Speeding across one of the longest cable bridges in the world, jet-lagged but unwilling to close our eyes, we asked the taxi driver what he thought of the brand new city whose skyscrapers rose hopefully ahead of us. In his limited English, he responded without much enthusiasm: “It is nice.”
John Winthrop's famous sermon to the Massachusetts Bay colonists, as they approached what would become Boston in 1630, referred grandly to “a city upon a hill,” Winthrop's Christian vision of an ideal community. Nearly 400 years later, another exemplary city—this one secular, high-tech, and on the northwestern coast of South Korea—has appeared, on a landfill.
And there it was ahead of us.
Some of the developers of Songdo (which means “island of pine trees”) call it “The City of the Future.” Others have dubbed it “The World’s Smartest City” and “Korea’s High-Tech Utopia.” What, if anything, might such a city have in store for a tourist?

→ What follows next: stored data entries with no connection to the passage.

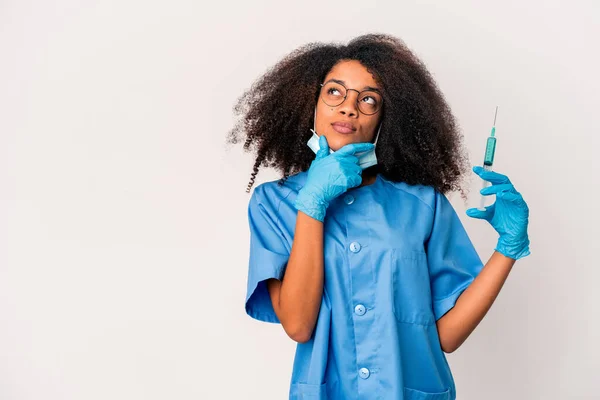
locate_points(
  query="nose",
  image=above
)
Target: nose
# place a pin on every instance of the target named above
(349, 105)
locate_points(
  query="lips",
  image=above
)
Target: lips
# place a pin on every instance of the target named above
(343, 127)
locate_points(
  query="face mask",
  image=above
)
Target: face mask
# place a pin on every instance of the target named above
(365, 159)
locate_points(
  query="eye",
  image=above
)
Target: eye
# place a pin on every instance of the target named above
(373, 100)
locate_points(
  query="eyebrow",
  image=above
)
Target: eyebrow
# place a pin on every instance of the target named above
(364, 88)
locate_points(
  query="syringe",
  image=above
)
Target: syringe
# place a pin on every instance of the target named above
(488, 158)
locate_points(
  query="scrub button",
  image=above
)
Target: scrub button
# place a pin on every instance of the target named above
(363, 373)
(360, 309)
(355, 247)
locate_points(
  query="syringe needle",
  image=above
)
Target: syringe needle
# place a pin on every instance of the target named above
(496, 113)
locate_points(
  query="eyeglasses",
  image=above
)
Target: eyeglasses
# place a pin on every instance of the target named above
(334, 93)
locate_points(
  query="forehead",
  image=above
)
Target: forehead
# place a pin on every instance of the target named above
(353, 73)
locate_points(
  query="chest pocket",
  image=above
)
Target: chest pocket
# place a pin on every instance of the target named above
(411, 289)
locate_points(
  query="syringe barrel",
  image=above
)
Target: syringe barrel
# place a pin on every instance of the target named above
(490, 149)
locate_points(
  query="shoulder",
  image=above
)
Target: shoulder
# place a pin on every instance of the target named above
(270, 194)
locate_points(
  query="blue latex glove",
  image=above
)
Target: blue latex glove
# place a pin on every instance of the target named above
(509, 215)
(329, 176)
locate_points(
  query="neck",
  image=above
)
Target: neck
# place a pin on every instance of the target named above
(369, 176)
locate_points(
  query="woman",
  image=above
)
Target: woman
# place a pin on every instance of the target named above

By the time we touched down at Incheon Airport in May, we knew Songdo’s short history. In 2000, it was still a marshy stretch of tidal flats in the Yellow Sea, home to a scattering of fishermen. Three years later, the Korean government filled it with 500 million tons of sand in an effort to build a business district near the international airport. (Seoul, the capital, is more than an hour away from the Incheon airport by bus; Songdo, an “aerotropolis” that boasts of being a short flight from one-third of the world’s population, is a mere 15-minute drive.) In addition to luring foreign business, the government hoped to create a sustainable city that demonstrated Korea’s technological prowess. Eleven years, $35 billion, and a few economic downturns later, Songdo has completed some 60 percent of its planned infrastructure and buildings, developers say, and reached a population of about 70,000—a third of the number expected by 2018, when the city will be “done.”

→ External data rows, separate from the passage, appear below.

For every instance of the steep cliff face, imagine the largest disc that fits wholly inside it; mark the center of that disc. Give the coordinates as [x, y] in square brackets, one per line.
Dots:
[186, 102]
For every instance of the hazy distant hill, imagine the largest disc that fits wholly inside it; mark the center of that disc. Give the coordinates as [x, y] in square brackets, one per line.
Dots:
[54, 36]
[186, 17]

Like most travelers, we spent our first night there in a hotel. Viewed from the 12th floor of the brand new, environmentally conscious Sheraton Incheon Hotel (the first LEED-certified hotel in South Korea), Songdo resembled an architect's model. Unlike the crowded and colorful streets of Seoul, the scene below was polished, spacious, sparse—not quite artificial, but not quite broken in yet either. It was more like the manifestation of a designer’s master plan than an evolved metropolis, with layers of lived-in depth. In the middle of the city—which, at 13,195 acres, is almost half the size of Boston proper—sat the 101-acre Central Park, where a few joggers enjoyed the morning sun. North of the park, a number of undulating, blue-glass skyscrapers towered over us. Beyond stood rows of plain concrete buildings and, farther still, large plots of dirt. Construction cranes swung in all directions.